Phone counseling helpful after cervical cancer

Telephone counseling may give cervical cancer survivors a boost to their well-being, and possibly their immune function as well, a small study suggests.

Researchers at the University of California, Irvine, found that among 50 cervical cancer patients, telephone counseling aimed at helping them manage stress and cope with their emotions appeared to improve the women’s quality of life.

What’s more, there was evidence that the intervention bolstered patients’ immune system function.

The findings are published in the journal Clinical Cancer Research.

Among cancers, cervical cancer has been shown to take a particular toll on survivors’ quality of life. Many women suffer prolonged depression and anxiety, as well as social, sexual and financial problems that last long after treatment has ended, explained Dr.
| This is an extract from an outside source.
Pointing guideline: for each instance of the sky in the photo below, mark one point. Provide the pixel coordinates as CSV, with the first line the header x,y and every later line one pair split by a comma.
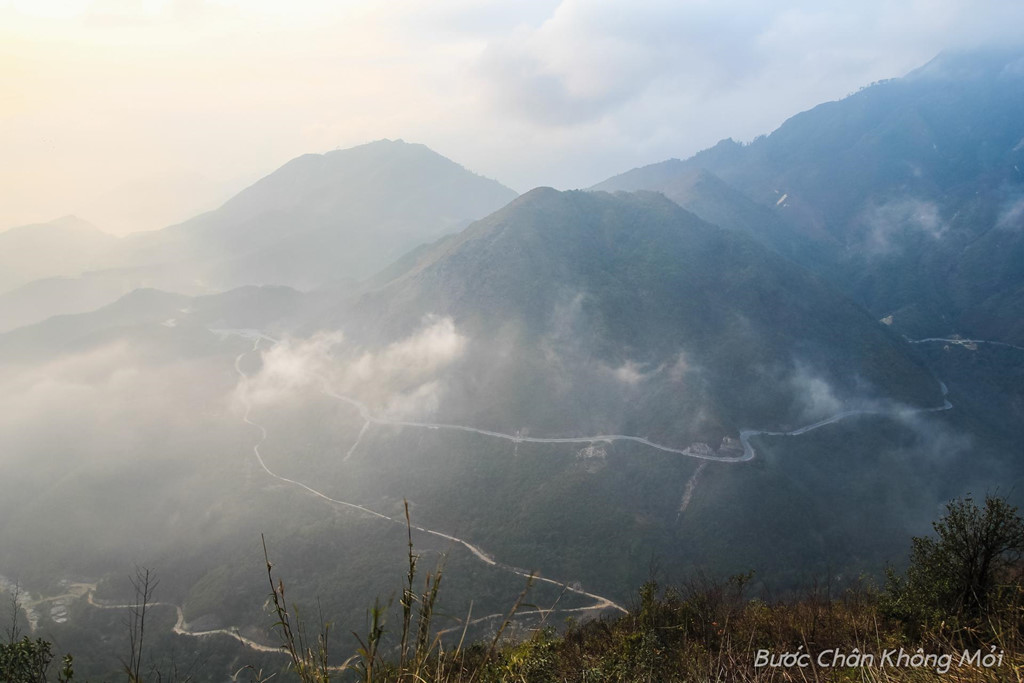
x,y
137,114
Lari Wenzel, one of the lead researchers on the current study.

This may be particularly true of minority and other medically underserved women, she told Reuters Health.

Telephone counseling, Wenzel noted, could offer a way to reach women who typically do not get traditional face-to-face counseling - which is both less convenient and more expensive.

For their study, Wenzel and her colleagues randomly assigned 50 cervical cancer survivors to one of two groups: one that received standard follow-up care only, and one that also received six telephone counseling sessions with a psychologist.

All of the women had completed their cancer treatment at least six months earlier.

In general, the researchers found, women who completed phone counseling showed an improvement in their quality of life. That improvement correlated with a change in immune system activity; specifically, blood tests showed a shift toward a type of immune response that helps suppress tumors

It’s not clear that stress reduction actually led to the improved immune response, according to Dr. Edward Nelson, the other lead researcher on the work.

However, he told Reuters Health, it is possible that “changes in coping and stress levels” influence the immune system.

The findings, according to the researchers, are in keeping with the general concept of the “mind-body connection,” which, in part, holds that therapies aimed at changing thoughts and emotions can affect physical health as well.

The researchers have begun a larger study of 250 women to try to confirm the current findings.